The House Armed Services Committee on Thursday publicized statistics it says show the sorry state of U.S. armed forces aviation units and “mold-ridden” barracks.
The report is a Republican effort to underscore how critical the omnibus spending bill is to war-fighters in the wake of “sequester” budget cuts. The bill pumps $47.4 billion for “get our planes back in the air,” the committee said, after two decades of the military flying high-tempo war missions in Afghanistan, Iraq, Syria and other theaters.
The sorry state:
The average age of Air Force planes is over 27 years.
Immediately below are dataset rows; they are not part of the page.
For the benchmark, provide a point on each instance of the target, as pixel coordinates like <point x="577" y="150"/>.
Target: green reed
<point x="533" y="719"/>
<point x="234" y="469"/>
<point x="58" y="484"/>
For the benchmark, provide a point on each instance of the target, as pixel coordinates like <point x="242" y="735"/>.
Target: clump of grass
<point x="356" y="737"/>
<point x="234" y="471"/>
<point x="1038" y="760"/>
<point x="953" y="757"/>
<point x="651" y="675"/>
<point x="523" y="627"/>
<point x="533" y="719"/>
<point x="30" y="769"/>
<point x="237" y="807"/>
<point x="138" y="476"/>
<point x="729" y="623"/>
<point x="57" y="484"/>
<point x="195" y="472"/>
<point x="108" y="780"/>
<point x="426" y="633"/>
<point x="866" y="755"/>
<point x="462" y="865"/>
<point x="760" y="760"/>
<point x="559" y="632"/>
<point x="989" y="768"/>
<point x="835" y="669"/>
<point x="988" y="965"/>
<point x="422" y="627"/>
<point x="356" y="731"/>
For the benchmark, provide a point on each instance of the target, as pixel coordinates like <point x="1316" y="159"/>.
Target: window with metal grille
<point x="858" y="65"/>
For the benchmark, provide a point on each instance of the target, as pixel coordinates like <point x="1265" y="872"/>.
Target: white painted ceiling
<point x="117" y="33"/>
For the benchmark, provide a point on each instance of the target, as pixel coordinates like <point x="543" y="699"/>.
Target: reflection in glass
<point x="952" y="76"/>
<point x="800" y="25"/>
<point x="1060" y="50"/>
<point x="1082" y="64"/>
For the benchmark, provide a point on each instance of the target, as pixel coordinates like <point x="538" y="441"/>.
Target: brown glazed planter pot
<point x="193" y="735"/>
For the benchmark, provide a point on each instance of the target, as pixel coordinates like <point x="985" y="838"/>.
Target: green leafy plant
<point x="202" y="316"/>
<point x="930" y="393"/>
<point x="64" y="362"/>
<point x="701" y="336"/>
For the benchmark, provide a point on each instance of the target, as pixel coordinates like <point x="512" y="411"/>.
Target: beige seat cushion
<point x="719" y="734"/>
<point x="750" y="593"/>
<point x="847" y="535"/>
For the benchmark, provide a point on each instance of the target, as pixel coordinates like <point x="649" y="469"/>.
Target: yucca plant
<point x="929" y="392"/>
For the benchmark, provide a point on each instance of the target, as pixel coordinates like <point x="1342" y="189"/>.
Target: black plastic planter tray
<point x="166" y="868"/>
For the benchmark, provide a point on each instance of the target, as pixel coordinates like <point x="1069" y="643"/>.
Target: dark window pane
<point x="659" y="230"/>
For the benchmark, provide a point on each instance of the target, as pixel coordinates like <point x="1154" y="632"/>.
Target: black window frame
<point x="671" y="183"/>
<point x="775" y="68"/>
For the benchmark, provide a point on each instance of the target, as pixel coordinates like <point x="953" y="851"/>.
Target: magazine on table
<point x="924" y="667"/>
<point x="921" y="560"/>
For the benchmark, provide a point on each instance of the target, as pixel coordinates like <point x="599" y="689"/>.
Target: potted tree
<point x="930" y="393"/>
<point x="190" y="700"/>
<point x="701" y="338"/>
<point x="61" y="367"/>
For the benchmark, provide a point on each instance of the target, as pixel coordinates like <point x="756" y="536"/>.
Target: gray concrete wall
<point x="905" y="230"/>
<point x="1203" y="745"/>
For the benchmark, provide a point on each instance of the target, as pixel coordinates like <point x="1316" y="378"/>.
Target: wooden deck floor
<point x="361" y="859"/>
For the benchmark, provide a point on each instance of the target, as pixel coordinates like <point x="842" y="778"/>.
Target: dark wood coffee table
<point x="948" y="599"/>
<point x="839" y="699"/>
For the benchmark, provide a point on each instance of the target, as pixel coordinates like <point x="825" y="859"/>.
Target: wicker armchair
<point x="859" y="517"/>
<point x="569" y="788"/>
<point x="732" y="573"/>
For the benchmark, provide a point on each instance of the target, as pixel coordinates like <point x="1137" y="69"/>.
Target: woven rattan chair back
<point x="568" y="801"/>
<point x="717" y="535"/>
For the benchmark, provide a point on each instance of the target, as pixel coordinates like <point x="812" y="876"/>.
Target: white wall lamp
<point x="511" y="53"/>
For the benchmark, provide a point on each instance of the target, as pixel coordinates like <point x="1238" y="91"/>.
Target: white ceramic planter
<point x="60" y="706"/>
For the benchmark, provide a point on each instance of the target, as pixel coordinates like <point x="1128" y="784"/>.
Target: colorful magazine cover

The Air Force is 2,000 pilots short and “the pilots we do have are flying fewer hours than their predecessors in the 1970s.”
Less than half the Navy’s aviation assets can fly due to lack of spare parts. On the Marine Corps side, about 80 percent of units “lack the minimum number of ready basic aircraft.”
The bill also injects $22.4 billion into what the committee says are needed to repair military buildings and construct new ones.
“Our Armed Forces are struggling with crumbling and mold-ridden barracks, hangars that have been condemned, air traffic control facilities and runways in disrepair, collapsed ceilings and contaminated water,” the committee said. “The backlog of deferred maintenance on facilities has increased from $2 billion in 1978 to $100 billion today.”